これからの暮らしはどうなるの?
56057 その気づきを共有し、拡げる交流会
 
柳瀬尚弘 ( 30 神奈川 建築設計 ) 03/06/01 AM01 【印刷用へ
交流会で話をしていると、現行の制度に対して何でだろう?おかしいと疑問でに思っていることがたくさん出ます。しかし、その時点では、それらを自分達の手で変えられるとは思ってもいません。

実感を重ね、それぞれの原因を辿っていくと、その背景に、自分達も含めた人の意識、望んだ事が浮かび上がります。それを皆で頭をひねって構造化していく。

現行の制度を作り出した背景にある、かつてのみんな期待という圧力の中身がはっきりしてくると、途端に社会、その制度に人間臭さと表現したくなるような現実感、人々の意識そのものによって作り出され、成立しているもなのだという実感が湧きます。

すると、現在不満を感じながらも、制度が人の意識と無関係に前提であるように思い込んでいること、結局そうする事で自分もその制度を共認しているから、成り立っているだけであることも感じられます。

同じテーブルを囲んだ参加者は、まちの一角から取り出したような、今までの企業や学校といった共認域では存在すら意識しない人。

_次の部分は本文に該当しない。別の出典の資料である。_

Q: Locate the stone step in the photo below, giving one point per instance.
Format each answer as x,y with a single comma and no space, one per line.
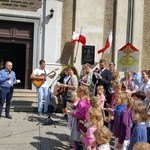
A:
23,108
24,100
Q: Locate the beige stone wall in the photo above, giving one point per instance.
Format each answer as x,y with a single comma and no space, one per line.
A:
67,29
26,5
108,25
146,37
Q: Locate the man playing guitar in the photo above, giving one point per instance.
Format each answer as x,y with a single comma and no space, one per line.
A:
38,77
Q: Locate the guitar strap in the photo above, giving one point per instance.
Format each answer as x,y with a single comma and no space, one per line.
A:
45,74
68,80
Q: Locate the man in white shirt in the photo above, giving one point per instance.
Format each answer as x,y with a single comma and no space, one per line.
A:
39,79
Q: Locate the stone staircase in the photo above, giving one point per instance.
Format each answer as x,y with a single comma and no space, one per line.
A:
24,100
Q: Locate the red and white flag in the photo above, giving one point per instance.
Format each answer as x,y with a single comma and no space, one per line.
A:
107,44
78,38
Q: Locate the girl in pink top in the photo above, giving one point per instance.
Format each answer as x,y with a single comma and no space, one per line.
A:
96,121
102,138
100,94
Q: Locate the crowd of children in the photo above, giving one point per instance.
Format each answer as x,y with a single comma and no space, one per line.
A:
110,109
87,120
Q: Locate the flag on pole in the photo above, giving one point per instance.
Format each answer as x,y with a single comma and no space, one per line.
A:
76,37
107,44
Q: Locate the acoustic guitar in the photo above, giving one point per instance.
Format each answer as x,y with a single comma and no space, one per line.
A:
39,82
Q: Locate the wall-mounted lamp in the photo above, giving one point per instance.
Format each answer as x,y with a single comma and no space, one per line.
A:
51,12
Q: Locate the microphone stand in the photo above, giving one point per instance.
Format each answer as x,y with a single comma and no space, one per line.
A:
49,120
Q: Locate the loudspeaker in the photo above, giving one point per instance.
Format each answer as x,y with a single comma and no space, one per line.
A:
88,54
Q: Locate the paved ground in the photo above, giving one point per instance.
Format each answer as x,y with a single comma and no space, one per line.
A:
26,131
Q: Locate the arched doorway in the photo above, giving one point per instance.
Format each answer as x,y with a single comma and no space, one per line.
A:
16,40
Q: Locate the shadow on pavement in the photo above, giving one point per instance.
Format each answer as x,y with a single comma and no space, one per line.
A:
44,143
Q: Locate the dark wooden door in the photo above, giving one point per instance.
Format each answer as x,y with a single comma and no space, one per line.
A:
16,40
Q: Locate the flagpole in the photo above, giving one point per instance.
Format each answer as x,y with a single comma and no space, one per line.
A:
77,47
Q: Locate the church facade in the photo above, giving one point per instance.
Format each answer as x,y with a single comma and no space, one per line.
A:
31,30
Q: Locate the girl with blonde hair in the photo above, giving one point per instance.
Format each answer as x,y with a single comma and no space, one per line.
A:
80,113
96,121
102,137
122,121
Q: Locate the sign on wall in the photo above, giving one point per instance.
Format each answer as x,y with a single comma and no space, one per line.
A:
88,54
128,58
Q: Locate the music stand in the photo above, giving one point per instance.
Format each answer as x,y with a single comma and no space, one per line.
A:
49,120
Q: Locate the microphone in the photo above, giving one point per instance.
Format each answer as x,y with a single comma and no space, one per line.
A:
9,72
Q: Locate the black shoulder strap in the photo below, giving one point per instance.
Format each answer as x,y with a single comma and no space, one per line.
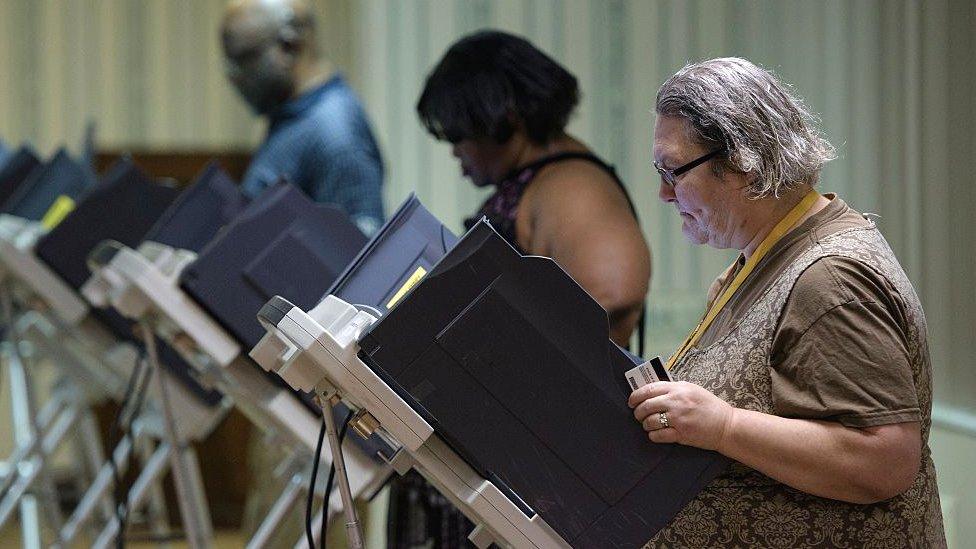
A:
590,157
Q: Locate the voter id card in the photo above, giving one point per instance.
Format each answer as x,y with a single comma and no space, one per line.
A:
648,372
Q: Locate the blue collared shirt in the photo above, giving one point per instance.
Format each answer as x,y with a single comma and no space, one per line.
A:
322,142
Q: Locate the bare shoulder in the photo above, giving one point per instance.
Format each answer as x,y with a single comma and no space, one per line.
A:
576,185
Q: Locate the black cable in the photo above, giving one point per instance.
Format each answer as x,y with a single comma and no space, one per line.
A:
120,424
311,488
328,483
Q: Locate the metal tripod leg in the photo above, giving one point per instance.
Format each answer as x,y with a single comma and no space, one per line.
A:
156,506
354,532
185,467
91,446
98,490
151,474
278,513
45,419
34,468
26,427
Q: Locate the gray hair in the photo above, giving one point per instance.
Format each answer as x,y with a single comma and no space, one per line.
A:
765,129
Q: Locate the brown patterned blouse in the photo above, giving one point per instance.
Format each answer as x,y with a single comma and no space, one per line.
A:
828,327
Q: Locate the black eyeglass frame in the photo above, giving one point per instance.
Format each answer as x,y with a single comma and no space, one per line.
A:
671,176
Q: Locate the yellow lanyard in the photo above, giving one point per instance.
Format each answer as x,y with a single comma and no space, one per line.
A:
778,232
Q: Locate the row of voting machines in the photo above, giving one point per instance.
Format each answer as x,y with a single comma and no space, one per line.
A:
488,372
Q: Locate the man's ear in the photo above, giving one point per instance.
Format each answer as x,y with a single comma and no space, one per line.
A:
289,39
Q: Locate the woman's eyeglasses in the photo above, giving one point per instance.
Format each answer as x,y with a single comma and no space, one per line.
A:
671,176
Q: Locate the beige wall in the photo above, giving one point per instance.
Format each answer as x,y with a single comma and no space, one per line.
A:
894,81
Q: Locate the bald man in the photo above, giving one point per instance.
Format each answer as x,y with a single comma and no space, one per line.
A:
318,135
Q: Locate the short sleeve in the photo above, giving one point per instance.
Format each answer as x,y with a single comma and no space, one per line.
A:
840,351
352,179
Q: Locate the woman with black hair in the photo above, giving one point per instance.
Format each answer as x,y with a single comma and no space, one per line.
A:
504,105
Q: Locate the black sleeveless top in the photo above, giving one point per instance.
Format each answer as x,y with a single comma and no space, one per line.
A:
501,208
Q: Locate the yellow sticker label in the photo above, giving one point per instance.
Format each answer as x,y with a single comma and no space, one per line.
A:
410,283
57,212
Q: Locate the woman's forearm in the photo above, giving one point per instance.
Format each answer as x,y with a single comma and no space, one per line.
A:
825,458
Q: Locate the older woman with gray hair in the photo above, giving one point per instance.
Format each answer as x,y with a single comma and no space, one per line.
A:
810,368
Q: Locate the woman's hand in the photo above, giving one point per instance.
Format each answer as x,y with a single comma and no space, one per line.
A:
695,416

社会的には同じ制度に縛られているというだけの人。社会にその人の意識が映っている事など思いもよらなかった人。

短時間でも、そうした人との共認形成を体験する事が、制度としか捉えてなかった社会に、人の意識に自らが当事者として働きかけ、それを変えることの可能性にも手ごたえを与えてくれる。

先日一緒に交流会に参加した人が終了後に、「こんな場があり、広がれば社会が変えていける」という実感を上手く言葉が見つからないもどかしさを顕に語ってくれたのですが、社会を「制度の集合物」から「意識の集合物」として実感したということなのかと、改めて思いました。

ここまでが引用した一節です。